Resolved Issues (Automated)

These issues are now handled automatically by the build system.

Cray GPU-Aware MPI Linking

Historical problem: Linking failed with GPU-aware MPI due to Cray’s --as-needed flag removing GTL libraries.

Automated solution:

  1. Detects GPU-aware MPI (MPICH_GPU_SUPPORT_ENABLED=1)

  2. Identifies MPI base library (e.g., mpi_gnu_123)

  3. Identifies required GTL library: - mpi_gtl_cuda for NVIDIA - mpi_gtl_hsa for AMD

  4. Adds to CMAKE_CXX_STANDARD_LIBRARIES and CMAKE_CUDA_STANDARD_LIBRARIES

If automation fails: Check MPICH_GPU_SUPPORT_ENABLED=1 is set and craype-accel-* module loaded.

NetCDF/HDF5 Detection on Cray

Historical problem: find_package failed because parallel libraries in module-managed paths.

Automated solution:

Queries Cray compiler wrapper:

CC --cray-print-opts=PKG_CONFIG_PATH

Prepends path to PKG_CONFIG_PATH, enabling pkg-config to find parallel libraries.

If automation fails: Load cray-netcdf-hdf5parallel manually.

GPU Architecture Auto-Detection

Historical problem: Users manually specified architecture for all dependencies.

Automated solution:

  1. Reads $CRAY_ACCEL_TARGET (e.g., nvidia80, amd_gfx90a)

  2. Maps to architecture flags: - AMReX: AMReX_CUDA_ARCH=8.0 - Kokkos: Kokkos_ARCH_AMPERE80=ON

If automation fails: Check craype-accel-* module loaded:

echo $CRAY_ACCEL_TARGET

Getting Help

Before submitting an issue:

  1. Search existing issues

  2. Check this guide and Library Configuration

  3. Run diagnostic commands above

Creating a bug report:

Include this information in your GitHub issue:

**System:**
- OS: [e.g., Perlmutter/CrayOS, Ubuntu 22.04]
- Compiler: [gcc --version or CC --version]
- MPI: [mpirun --version]
- Modules: [module list]

**Build command:**
[Complete cmake command or script]

**Error:**
[Complete, unedited terminal output]

Attach files:

  • CMakeCache.txt

  • Build log: make 2>&1 | tee build.log

Diagnostic output:

cmake --log-level=VERBOSE --log-context .. 2>&1 | tee cmake_verbose.log
echo $CRAY_ACCEL_TARGET
echo $NETCDF_DIR
module list

Contributing Fixes

If you solve a build problem, contribute your solution!

Contributions welcome:

  • Machine profiles (Build/machines/*.profile)

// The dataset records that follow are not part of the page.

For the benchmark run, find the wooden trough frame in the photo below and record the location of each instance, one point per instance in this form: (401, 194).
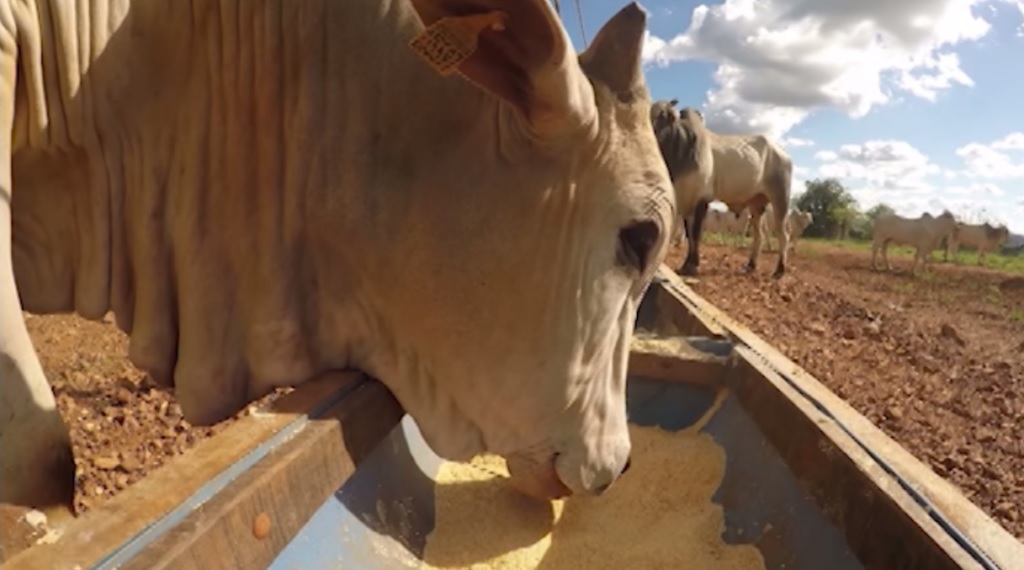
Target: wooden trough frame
(237, 499)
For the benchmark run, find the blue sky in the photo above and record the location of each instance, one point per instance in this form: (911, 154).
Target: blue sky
(918, 103)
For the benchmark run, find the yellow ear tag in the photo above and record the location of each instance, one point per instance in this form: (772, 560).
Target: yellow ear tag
(448, 42)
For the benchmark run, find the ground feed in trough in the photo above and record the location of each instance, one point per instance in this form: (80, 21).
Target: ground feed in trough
(660, 515)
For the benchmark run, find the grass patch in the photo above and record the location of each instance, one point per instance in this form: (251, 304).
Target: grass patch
(1011, 264)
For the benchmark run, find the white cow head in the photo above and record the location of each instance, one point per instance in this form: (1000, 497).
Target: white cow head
(517, 337)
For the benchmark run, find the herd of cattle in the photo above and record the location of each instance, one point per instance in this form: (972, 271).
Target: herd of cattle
(752, 176)
(255, 214)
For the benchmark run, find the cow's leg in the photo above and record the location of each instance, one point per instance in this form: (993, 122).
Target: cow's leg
(757, 212)
(693, 229)
(36, 465)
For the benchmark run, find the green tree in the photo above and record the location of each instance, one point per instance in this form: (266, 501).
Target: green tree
(879, 210)
(834, 210)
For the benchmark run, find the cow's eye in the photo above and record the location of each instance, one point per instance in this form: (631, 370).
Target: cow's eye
(636, 243)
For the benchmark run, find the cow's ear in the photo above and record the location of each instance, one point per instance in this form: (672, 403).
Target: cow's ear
(613, 58)
(516, 50)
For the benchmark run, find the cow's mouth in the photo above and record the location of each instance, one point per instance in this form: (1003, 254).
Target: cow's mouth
(537, 479)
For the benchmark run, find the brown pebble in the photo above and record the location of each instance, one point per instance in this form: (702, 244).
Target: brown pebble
(261, 526)
(123, 396)
(130, 463)
(107, 463)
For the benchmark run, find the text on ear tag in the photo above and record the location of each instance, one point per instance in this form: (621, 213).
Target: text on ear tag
(450, 41)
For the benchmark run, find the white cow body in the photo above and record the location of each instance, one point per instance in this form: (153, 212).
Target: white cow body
(256, 210)
(923, 233)
(727, 222)
(983, 237)
(742, 172)
(797, 222)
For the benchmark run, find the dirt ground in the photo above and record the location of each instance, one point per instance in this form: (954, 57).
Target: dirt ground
(937, 360)
(122, 425)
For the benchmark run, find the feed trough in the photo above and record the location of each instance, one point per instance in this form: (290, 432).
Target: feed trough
(338, 477)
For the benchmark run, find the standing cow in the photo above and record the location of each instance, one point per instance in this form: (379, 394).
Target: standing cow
(232, 181)
(687, 156)
(741, 171)
(983, 237)
(923, 233)
(797, 221)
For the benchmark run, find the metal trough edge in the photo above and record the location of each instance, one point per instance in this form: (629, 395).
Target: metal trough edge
(977, 534)
(121, 527)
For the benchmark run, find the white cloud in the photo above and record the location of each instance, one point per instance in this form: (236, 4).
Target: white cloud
(886, 165)
(896, 173)
(794, 142)
(779, 59)
(990, 161)
(1013, 141)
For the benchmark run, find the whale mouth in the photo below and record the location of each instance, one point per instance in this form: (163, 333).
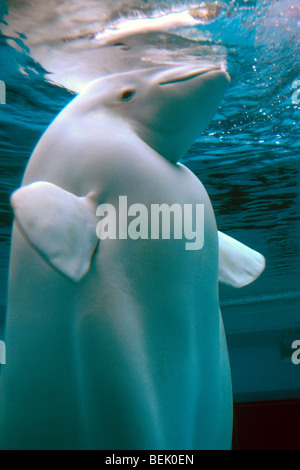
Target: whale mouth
(189, 75)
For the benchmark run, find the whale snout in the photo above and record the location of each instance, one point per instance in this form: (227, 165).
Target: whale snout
(186, 73)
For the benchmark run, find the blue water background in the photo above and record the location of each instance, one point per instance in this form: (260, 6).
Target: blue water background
(247, 159)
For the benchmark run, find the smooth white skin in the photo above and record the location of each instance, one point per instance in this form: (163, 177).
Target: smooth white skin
(134, 355)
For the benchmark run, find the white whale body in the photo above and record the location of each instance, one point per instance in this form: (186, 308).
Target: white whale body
(119, 343)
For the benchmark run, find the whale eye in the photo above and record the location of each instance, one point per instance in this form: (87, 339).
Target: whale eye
(127, 94)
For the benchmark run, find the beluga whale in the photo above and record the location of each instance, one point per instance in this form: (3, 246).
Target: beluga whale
(116, 341)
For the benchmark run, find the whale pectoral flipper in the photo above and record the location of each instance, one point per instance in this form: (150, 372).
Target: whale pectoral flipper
(59, 225)
(239, 265)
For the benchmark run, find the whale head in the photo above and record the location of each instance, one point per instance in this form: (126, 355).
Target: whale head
(167, 107)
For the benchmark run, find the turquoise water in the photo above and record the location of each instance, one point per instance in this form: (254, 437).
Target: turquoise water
(248, 158)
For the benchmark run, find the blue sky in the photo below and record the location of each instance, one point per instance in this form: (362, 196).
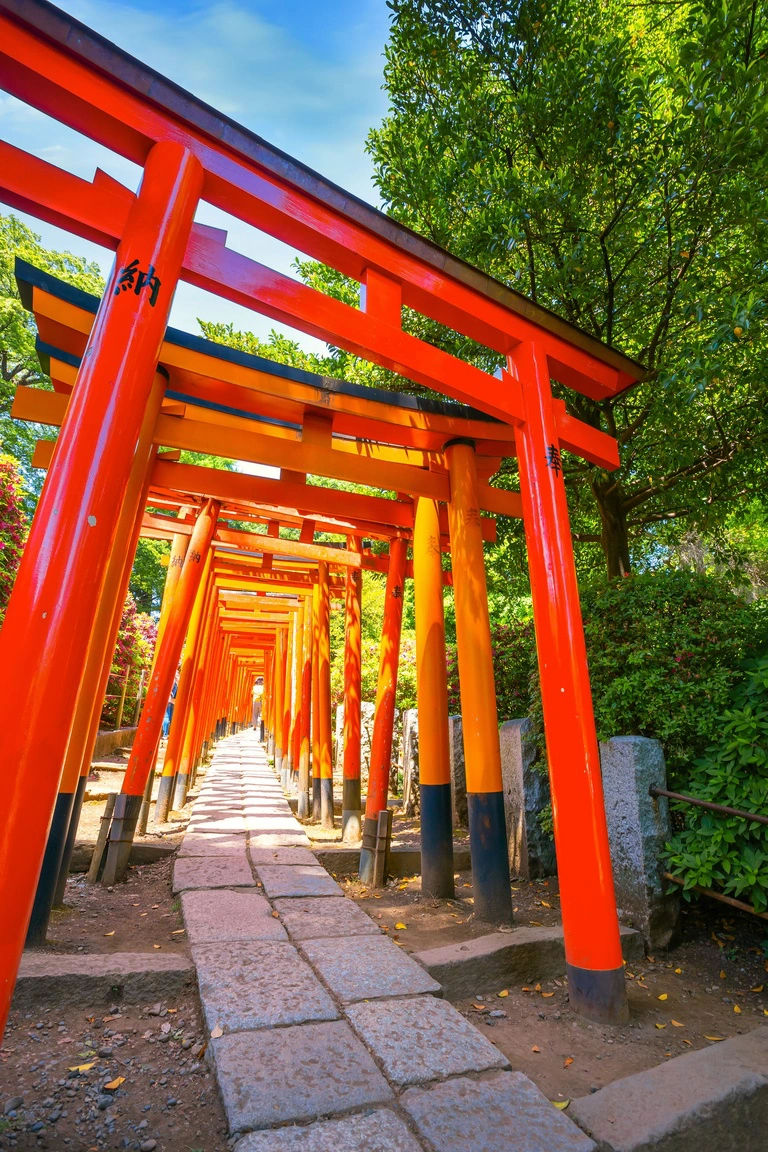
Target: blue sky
(304, 74)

  • Build system improvements

  • Documentation enhancements

  • Troubleshooting examples

How to contribute:

  1. Fork ERF repository

  2. Create feature branch

  3. Make changes

  4. Submit Pull Request

See contribution guidelines in the repository.

Note

Community contributions are essential. Your solutions help other users and improve ERF for everyone.